Morbihan Gulf, Brittany: tourism & sightseeing

Photo of Morbihan Gulf in Morbihan

Visit Morbihan Gulf (Brittany, France)

MAP & PLACES TO VISIT

The Morbihan Gulf is an area of sea that extends 20 kilometres inland from the Bay of Quiberon, in the south of the Morbihan department of Brittany. The gulf is entered through an opening between two peninsulas to the west of the Gulf, with Locmariaquer towards the tip of the northern peninsula and Arzon on the southern peninsula.

It is interesting to know that the Morbihan Gulf is actually a very recent development, in geological terms, having been formed by falling sea levels about 3000 years ago. This event has given rise to numerous different natural environments here including oysterbeds, sand dunes, mud-flats and pine forests.

The towns and villages around the edges of the Morbihan Gulf are a popular destination with visitors and the bay itself contains numerous small islands, some of which can be visited, and is a haven for wildlife, especially birds.

Towns, villages and resorts on the Gulf of Morbihan

The most important towns around the coast of the Morbihan Gulf are Vannes to the north-east and Auray to the north-west.

Saint-GoustanBoth towns are a few kilometres away from the gulf itself, but certainly should be visited during your stay - Vannes has an exceptional old town and is one of our favourite towns in Brittany while the port area at Auray - called Saint-Goustan - is also very picturesque.

On the edges of the gulf itself there are several small harbour towns and resorts. Among the most popular with visitors are the Locmariaquer peninsula, where you can see the the prehistoric megaliths of Locmariaquer, and including Cra'ch (to the north) and Saint-Philibert.

On the southern edge of the Morbihan Gulf the Rhuys peninsula leads to Port Navalo and Port de Crouesty, small ports at the tip of the peninsula next to Arzon where you can follow a coastal path with some lovely views.

Other places of interest around the Gulf of Morbihan include Saint-Gildas-de-Rhuys on the southern edge of this peninsula and Sarzeau towards the east.

Islands in Morbihan Gulf

No visit would be complete without taking a boat trip across the gulf or to visit at least one of the islands. The two largest islands in the Morbihan Gulf are the Ile d'Arz and the Ile aux Moines. Both of these islands are easy to reach by boat and can be visited and explored, and are very popular day trips with visitors - but they do get rather busy during the summer.
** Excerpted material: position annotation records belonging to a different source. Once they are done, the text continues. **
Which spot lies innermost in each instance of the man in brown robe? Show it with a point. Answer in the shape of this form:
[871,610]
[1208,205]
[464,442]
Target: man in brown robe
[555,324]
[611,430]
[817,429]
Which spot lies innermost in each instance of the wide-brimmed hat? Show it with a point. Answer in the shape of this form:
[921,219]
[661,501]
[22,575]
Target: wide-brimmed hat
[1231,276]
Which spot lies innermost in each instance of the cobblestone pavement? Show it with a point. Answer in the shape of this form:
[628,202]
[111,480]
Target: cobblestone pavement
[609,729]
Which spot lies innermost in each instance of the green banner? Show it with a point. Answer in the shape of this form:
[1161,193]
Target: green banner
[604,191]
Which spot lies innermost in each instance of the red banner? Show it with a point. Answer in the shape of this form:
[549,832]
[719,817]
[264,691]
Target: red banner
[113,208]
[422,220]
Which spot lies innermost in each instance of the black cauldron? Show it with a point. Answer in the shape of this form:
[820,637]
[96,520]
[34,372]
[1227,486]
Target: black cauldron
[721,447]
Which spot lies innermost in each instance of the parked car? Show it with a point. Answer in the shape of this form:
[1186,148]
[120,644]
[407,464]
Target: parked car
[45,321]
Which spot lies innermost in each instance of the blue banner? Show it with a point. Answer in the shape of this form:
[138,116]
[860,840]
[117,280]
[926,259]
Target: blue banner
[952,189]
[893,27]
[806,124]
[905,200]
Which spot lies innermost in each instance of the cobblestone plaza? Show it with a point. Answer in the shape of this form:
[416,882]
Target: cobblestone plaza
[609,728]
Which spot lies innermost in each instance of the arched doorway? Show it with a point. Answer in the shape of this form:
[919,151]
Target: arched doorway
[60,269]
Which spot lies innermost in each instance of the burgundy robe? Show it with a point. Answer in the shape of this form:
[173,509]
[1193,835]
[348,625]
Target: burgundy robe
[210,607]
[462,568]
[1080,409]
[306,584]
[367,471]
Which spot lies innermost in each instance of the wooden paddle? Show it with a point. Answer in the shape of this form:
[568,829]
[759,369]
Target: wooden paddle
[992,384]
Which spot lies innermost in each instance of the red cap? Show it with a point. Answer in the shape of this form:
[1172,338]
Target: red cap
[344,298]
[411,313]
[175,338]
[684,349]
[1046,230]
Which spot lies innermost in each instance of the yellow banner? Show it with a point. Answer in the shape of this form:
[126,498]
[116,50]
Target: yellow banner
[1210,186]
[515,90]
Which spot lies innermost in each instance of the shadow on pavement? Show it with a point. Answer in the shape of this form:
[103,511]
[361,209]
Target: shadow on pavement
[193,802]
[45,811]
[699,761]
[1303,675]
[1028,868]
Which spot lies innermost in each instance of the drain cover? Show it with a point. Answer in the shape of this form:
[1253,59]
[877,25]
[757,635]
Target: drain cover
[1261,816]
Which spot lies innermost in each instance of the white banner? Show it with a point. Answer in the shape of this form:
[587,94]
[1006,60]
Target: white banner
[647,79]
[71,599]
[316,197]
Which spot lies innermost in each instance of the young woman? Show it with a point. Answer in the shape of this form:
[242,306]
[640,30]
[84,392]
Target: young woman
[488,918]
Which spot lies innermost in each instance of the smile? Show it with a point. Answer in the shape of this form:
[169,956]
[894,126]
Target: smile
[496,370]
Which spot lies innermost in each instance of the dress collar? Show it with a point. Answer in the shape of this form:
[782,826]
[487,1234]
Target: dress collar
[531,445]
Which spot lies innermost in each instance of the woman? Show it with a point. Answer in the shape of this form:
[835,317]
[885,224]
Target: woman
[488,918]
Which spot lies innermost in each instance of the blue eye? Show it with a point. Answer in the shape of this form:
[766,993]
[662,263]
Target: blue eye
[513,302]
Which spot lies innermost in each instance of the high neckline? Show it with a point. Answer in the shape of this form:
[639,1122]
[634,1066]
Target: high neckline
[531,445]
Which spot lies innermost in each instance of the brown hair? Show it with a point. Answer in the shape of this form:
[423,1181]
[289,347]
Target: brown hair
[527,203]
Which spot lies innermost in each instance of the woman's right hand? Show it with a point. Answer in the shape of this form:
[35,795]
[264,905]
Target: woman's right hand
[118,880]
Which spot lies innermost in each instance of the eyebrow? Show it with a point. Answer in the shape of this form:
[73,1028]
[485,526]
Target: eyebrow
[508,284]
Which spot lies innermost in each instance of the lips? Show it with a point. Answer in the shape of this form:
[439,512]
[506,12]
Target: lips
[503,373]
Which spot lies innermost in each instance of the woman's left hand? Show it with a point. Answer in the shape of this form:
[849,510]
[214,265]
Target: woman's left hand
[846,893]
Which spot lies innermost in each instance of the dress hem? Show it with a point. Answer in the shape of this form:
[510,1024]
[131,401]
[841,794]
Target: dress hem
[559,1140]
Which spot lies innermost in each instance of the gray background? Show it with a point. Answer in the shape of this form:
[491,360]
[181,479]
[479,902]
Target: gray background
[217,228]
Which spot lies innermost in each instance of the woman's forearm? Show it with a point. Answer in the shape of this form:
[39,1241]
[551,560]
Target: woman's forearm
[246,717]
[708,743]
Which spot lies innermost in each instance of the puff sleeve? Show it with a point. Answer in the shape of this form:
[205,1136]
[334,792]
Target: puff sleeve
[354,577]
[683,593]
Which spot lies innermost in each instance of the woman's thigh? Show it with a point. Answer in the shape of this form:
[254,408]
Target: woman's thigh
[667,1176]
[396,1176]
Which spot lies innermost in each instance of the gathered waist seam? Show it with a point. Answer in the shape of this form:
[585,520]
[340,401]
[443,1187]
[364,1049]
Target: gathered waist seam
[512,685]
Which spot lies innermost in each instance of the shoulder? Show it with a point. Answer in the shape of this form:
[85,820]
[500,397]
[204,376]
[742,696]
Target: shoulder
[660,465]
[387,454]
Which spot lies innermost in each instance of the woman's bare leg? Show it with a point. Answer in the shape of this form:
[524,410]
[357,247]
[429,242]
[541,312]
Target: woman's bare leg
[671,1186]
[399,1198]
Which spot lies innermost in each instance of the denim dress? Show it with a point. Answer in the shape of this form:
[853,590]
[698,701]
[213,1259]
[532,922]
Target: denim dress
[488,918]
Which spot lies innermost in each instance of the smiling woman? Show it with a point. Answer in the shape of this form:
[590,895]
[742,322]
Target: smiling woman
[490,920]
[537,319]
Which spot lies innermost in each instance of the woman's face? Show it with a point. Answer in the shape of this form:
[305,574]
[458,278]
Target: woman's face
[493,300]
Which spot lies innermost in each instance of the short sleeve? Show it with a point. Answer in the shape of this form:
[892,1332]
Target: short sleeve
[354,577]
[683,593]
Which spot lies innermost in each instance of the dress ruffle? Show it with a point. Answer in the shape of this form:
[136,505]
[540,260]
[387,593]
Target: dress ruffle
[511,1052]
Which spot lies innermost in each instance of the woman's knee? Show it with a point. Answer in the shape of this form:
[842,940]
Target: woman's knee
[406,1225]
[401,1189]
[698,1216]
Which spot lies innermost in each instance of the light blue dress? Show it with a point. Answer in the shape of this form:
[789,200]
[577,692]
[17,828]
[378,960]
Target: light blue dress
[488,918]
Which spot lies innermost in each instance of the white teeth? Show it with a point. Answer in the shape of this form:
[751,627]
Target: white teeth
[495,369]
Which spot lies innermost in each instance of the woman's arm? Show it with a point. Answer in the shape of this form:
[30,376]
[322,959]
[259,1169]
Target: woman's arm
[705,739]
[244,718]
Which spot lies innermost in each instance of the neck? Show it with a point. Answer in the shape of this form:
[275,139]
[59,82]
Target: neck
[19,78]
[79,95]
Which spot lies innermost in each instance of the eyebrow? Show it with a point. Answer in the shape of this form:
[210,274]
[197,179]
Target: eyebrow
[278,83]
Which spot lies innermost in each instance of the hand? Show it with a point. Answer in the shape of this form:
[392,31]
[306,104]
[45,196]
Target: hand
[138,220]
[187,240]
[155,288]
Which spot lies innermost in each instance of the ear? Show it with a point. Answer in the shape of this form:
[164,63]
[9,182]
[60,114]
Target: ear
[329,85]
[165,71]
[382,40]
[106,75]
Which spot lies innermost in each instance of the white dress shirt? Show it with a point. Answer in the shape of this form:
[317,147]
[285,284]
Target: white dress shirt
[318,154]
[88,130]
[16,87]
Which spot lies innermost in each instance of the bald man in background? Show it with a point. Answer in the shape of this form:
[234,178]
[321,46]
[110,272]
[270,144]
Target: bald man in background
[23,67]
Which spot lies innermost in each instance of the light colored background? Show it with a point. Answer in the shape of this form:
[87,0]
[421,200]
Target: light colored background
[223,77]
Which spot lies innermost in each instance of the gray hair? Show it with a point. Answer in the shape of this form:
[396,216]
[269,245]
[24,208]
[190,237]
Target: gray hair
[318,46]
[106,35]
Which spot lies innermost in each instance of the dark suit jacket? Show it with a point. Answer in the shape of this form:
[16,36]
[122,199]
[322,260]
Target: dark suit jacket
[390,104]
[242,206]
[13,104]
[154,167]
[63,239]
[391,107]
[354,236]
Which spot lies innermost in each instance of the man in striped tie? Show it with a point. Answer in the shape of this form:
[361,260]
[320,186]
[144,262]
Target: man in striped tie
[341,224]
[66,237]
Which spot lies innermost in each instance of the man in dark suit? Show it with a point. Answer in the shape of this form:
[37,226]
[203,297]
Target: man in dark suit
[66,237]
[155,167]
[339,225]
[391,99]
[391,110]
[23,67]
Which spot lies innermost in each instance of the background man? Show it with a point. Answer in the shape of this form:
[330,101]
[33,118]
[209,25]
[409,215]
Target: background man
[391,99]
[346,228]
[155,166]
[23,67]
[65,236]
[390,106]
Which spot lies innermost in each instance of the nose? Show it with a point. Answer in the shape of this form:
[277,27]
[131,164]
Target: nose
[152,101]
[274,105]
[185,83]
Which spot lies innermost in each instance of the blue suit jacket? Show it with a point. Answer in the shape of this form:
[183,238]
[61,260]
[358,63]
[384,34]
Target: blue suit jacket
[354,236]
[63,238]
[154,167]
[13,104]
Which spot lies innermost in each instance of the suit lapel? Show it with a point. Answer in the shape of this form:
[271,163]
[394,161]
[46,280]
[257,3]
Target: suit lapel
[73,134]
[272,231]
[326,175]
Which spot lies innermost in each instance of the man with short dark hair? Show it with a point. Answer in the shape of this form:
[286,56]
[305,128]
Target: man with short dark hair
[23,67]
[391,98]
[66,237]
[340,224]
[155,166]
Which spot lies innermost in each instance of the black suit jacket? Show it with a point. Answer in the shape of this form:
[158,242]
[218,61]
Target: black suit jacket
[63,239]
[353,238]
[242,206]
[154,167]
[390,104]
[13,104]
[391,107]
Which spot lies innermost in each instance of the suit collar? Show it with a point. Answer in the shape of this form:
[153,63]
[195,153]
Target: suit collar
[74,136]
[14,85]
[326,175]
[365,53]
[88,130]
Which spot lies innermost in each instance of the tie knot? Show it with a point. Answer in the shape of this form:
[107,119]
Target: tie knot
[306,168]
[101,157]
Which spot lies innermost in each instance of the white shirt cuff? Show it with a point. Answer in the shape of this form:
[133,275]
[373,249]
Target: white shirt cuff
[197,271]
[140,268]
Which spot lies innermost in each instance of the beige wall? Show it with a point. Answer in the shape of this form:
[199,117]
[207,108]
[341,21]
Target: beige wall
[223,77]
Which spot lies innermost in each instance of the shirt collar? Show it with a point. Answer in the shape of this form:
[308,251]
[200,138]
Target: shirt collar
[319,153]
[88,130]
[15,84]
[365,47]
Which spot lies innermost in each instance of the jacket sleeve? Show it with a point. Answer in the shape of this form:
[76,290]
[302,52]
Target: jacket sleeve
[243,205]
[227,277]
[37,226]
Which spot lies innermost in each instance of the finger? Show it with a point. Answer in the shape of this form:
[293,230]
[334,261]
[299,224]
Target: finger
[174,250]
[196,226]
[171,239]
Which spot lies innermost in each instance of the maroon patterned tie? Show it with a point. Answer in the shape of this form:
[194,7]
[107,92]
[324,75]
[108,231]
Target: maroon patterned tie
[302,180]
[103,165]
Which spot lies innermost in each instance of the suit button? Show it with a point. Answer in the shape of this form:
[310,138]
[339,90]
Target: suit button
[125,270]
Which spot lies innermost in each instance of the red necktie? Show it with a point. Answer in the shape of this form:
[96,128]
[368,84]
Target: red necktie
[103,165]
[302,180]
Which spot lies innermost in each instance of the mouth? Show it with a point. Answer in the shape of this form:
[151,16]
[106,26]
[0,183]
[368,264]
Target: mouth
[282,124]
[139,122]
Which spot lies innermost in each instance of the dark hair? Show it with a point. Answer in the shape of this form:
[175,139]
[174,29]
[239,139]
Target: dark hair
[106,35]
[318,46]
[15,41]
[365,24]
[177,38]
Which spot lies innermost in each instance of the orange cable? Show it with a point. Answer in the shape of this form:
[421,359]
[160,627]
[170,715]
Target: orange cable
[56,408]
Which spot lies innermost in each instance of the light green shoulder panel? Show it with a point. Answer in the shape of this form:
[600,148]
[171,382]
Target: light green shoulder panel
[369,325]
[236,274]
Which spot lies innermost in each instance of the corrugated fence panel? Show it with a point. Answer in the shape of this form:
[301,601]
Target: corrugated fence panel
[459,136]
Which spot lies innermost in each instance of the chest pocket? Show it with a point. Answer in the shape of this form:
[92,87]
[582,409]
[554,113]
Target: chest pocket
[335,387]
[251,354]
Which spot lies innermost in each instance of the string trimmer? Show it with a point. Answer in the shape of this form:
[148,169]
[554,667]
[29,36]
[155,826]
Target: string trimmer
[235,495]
LocmariaquerYou can also see both of these islands from the mainland - one of the best views is from the promontory on the northern shores of the bay at Pointe d'Arradon.

The third island that can be reached by the public is the Ile de Gavrinis, a tiny island reached by boat from Larmor-Baden on the north-west coast of the Morbihan gulf. Despite its small size the Ile de Gavrinis is particularly interesting to visitors because of the Cairn de Gavrinis, certainly one of the most fascinating neolithic monuments in Brittany. The cairn is seven metres high and 50 metres across and contains an ancient tomb with numerous carved rocks, typically with swirly patterns and sunrays among the carvings.

As with one or two of the caves in the Dordogne where you can see the original prehistoric cave paintings, the carvings in the Cairn de Gavrinis succeed in reminding you that you really are walking in the exact footsteps of your ancestors: in our opinion a very special experience.

As well as visiting the islands, a boat trip is also the best way to appreciate the bay itself. During the trip you will see other islands that are now submerged, some spookily still with prehistoric monuments still half-visible. Boats to explore the Gulf of Morbihan depart from many of the towns around the gulf including Vannes, Port de Crouesty, Auray and Locmariaquer.

Beaches

In truth there are no important beaches within the Morbihan Gulf itself. You can find a small beach at Locmariaquer but for family friendly swimming and beaches it is preferable to head to Carnac Plage or to the longer beaches of the Atlantic Coast further west.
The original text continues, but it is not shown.